If you are configuring the selected column for just one Keyword Value, or if you wish to capture a second Keyword Value as XML data only, select <None> from the Second Capture Group Keyword Type drop-down list.
Note:If you are configuring the selected column for just one Keyword Value, and you have set capture groups within the regular expression rule, be aware that only the value extracted from the first capture group will be assigned to your Keyword Type drop-down selection.
-
If you wish to specify a regular expression rule for the extracted text, enter the rule in the Expression to Match field. The OCR engine will compare the extracted text to the defined regular expression rule; if the text is a match, the value is stored as a Keyword Value. If the text does not match, it is discarded.
For example, if you specify the following regular expression rule, any value containing a character that is not a letter, number, or space is discarded: [[:upper:][:lower:][:digit:][:space:]]+
Note:To access the Regular Expression Library, click in the field and press F2. See The Regular Expression Library for more information.
Note:All regular expressions must be ECMA compliant.
Note:If you are configuring the selected column for two Keyword Values, you must specify a regular expression rule for the extracted text and set two capture groups within the rule to align to these two values.
Tip:Regular expressions can be used to discard column data that consists of entirely unwanted characters (e.g., a 123***456, where you want to capture 123 and 456 as separate Keyword Values and discard the asterisk separator column). However, if the unwanted characters are located in the middle of valid data (e.g., 123***456, where you want to capture 123456 as one Keyword Value), you can configure a Keyword Lookup/Replace dictionary entry to replace the data.
-
If you entered a regular expression rule containing a capture group in the previous step, and you would like to have Keyword Values extracted for only this capture group, select the Extract capture group only check box. If you would like to have Keyword Values extracted for the entire regular expression (including the capture group), deselect the Extract capture group only check box.
Note:
This option is not available if the Second Capture Group Keyword Type drop-down list is set to anything other than <None>, or if the Value must be NULL text check box is selected.
- If you wish to set a different Suspect Level for the selected Keyword Type(s) than the parent Suspect Level set for the entire Line Item Extraction Zone, enter this value (0 to 99) in the Suspect Level field. By default, this value is set to 0, which retains the parent Suspect Level.
- If you would like to have Keyword Values extracted from the row only if no value exists in the specified column, select the Value must be NULL text check box. When this option is selected, the Column Data Required check box is selected automatically and the Expression to Match field is disabled.
- If a Keyword Value is required, select the Column Data Required check box.
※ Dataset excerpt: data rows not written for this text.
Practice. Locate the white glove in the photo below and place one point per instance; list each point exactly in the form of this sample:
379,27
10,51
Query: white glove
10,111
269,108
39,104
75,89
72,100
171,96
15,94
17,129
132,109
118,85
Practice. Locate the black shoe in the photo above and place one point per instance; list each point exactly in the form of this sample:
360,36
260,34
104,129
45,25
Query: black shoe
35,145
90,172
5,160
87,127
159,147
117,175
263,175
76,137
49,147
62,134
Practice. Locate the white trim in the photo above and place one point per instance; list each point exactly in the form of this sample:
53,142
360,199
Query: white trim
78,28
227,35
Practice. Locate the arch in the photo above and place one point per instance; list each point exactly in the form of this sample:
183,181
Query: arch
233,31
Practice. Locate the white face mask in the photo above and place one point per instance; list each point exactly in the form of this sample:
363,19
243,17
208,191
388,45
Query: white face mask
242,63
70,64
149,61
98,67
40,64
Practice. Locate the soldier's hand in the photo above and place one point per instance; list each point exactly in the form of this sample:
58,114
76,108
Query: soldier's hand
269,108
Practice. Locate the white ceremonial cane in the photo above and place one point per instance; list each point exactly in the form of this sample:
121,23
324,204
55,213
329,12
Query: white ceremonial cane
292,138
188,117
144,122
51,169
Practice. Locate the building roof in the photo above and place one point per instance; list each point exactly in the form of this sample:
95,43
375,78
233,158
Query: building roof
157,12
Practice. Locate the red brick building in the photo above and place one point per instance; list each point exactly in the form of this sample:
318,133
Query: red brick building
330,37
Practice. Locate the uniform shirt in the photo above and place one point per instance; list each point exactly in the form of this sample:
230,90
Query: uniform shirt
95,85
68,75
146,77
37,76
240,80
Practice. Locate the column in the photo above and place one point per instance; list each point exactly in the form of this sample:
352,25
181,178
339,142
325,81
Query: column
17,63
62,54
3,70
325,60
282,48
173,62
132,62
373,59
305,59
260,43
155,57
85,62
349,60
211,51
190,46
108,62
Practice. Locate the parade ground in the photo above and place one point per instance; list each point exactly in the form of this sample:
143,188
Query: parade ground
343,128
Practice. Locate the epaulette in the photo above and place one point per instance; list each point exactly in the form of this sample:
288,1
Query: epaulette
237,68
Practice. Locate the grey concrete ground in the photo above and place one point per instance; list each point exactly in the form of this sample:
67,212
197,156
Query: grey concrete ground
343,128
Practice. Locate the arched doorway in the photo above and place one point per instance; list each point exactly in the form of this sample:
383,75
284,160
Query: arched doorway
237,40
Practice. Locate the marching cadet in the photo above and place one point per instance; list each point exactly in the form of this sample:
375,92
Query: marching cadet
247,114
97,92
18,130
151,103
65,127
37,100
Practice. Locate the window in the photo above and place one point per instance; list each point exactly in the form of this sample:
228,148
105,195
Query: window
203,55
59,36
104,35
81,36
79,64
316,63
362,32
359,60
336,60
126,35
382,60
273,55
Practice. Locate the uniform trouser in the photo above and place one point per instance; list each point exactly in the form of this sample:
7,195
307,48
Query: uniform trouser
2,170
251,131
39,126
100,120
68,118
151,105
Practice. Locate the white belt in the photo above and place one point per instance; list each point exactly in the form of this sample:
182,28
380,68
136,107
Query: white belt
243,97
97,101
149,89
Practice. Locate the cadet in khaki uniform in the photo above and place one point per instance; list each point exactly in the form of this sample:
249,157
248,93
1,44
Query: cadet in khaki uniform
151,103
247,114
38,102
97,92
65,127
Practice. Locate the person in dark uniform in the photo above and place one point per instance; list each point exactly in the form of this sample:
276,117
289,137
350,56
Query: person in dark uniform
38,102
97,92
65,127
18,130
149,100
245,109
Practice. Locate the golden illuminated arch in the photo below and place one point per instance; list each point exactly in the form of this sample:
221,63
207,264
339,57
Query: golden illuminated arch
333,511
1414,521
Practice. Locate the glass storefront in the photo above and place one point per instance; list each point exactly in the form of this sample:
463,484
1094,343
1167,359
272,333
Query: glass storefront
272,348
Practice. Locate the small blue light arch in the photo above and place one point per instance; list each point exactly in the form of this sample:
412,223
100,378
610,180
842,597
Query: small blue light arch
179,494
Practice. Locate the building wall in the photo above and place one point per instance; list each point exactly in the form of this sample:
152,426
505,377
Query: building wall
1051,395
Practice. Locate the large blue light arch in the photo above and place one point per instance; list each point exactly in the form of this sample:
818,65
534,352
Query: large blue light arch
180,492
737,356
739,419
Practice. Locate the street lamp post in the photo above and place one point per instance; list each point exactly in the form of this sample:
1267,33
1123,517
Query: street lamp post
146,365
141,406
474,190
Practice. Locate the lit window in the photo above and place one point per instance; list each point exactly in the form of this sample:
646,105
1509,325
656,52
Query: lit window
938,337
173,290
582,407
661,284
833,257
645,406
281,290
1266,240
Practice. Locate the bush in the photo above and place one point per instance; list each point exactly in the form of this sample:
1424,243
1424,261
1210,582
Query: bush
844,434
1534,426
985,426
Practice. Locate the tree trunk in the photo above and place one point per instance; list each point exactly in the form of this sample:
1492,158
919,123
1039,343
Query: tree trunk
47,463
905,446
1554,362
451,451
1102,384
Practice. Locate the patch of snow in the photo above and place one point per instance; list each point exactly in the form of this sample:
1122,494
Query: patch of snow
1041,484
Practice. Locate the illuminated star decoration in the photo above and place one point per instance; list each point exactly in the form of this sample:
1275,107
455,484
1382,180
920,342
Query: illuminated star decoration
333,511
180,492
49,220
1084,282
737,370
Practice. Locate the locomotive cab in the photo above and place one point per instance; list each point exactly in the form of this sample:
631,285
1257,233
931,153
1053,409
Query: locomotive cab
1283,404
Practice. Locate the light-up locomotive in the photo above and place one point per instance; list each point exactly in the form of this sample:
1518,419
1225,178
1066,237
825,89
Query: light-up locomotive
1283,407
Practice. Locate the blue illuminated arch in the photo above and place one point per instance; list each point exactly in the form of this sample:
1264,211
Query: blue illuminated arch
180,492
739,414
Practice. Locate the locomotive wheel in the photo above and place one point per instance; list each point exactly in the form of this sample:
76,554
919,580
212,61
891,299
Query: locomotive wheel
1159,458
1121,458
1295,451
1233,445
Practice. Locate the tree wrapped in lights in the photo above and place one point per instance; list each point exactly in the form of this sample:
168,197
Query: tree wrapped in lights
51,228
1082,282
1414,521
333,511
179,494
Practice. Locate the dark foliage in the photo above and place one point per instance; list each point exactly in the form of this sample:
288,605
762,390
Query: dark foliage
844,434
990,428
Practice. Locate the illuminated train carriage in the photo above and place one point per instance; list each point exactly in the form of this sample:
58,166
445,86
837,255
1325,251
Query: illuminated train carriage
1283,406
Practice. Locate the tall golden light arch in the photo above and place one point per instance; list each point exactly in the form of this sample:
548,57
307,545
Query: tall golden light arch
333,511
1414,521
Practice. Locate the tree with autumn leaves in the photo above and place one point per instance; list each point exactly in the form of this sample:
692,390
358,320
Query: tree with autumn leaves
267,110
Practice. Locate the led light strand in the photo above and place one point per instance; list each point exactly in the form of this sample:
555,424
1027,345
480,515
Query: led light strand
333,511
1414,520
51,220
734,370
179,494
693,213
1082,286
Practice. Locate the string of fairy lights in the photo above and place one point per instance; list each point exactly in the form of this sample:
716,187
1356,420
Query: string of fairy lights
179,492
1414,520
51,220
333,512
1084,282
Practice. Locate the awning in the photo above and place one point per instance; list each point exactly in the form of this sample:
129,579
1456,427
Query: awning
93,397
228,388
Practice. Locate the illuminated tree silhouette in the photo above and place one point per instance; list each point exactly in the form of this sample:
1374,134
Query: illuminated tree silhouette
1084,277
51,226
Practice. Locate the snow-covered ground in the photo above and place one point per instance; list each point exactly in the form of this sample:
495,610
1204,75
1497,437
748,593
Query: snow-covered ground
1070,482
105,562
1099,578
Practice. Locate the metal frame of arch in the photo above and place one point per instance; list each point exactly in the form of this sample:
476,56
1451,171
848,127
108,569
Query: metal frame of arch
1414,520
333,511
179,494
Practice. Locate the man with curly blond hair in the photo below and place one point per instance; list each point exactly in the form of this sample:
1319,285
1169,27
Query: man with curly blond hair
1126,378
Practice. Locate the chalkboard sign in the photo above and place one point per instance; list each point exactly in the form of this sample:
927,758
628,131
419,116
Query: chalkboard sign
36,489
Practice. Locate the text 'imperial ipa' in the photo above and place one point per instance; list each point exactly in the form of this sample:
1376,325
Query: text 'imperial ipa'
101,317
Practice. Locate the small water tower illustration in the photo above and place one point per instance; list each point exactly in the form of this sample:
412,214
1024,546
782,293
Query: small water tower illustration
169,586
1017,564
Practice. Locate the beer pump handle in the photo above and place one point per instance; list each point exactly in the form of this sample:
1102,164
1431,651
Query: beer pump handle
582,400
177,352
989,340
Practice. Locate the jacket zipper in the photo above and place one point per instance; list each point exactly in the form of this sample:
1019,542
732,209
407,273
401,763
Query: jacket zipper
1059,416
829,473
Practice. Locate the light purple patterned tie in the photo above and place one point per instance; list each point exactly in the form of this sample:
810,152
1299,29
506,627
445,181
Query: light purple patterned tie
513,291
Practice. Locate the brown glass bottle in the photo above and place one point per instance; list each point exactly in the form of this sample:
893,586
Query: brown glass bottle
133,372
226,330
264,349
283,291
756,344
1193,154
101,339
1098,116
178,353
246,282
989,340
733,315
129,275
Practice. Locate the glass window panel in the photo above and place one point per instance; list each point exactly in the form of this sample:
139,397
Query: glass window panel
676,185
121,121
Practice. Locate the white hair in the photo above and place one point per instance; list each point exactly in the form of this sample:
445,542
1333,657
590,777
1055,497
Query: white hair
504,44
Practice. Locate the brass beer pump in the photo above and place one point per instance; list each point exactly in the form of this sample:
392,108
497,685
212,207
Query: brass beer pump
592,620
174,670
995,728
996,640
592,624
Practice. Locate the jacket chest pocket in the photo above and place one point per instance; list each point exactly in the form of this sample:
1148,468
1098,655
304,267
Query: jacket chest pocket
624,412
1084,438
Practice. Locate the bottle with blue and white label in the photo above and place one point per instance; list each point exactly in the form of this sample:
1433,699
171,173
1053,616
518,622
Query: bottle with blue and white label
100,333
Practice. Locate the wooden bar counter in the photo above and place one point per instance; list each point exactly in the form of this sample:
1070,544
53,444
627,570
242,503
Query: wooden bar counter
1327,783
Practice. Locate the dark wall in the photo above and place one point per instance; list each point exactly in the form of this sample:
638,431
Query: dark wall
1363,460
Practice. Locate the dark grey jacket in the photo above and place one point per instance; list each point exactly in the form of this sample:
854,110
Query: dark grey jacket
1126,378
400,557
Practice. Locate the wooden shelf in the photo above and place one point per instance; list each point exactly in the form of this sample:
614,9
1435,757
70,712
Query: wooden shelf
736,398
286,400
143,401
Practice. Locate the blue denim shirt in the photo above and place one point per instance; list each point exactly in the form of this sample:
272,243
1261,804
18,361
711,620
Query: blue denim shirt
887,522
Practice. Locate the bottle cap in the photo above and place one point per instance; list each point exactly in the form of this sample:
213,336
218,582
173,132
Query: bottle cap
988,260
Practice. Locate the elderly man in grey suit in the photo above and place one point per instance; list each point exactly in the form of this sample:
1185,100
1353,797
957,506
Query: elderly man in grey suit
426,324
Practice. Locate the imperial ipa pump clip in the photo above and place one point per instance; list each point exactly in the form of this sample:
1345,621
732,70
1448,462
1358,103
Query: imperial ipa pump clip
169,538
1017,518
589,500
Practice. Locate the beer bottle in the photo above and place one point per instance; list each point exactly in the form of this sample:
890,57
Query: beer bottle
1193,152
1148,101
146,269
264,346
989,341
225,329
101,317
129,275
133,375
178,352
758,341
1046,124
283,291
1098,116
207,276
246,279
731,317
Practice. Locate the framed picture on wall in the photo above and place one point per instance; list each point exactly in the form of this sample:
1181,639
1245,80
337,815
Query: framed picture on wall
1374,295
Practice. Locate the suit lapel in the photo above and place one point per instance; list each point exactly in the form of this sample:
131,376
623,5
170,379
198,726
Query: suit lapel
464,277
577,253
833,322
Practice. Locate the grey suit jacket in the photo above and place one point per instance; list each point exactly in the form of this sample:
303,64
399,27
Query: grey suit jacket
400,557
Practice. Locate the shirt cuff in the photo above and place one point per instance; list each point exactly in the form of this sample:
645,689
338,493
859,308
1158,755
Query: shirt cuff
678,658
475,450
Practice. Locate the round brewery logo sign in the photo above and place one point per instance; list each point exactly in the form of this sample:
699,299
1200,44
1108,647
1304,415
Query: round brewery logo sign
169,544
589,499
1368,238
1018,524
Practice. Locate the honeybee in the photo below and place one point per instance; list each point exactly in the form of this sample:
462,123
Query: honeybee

If a Keyword Value that is marked as required is missing, the data from the entire row is discarded.
-
If you wish to restrict the Keyword Values that are extracted from the column to only those characters fully contained within the column's boundaries, select the Enforce absolute column break on right check box.
When this option is not selected, some carryover is allowed when characters on either side of the column's right boundary are very close together, assuming that these characters belong to the same Keyword Value. The characters just outside the right boundary will be included in the extracted value.
-
If you wish to remove all whitespace (i.e., spaces, paragraph returns, etc.)
from a Keyword Value after it is read by the OCR engine, select the
Remove all whitespace from result check box.
For example, if the Keyword Value read by the OCR engine is PSY 103 and this option is selected, the Keyword Value is modified to PSY103.
Note:If you specified a regular expression rule for the extracted text in the Expression to Match field, the OCR engine will compare the extracted text without any whitespace to the defined regular expression rule.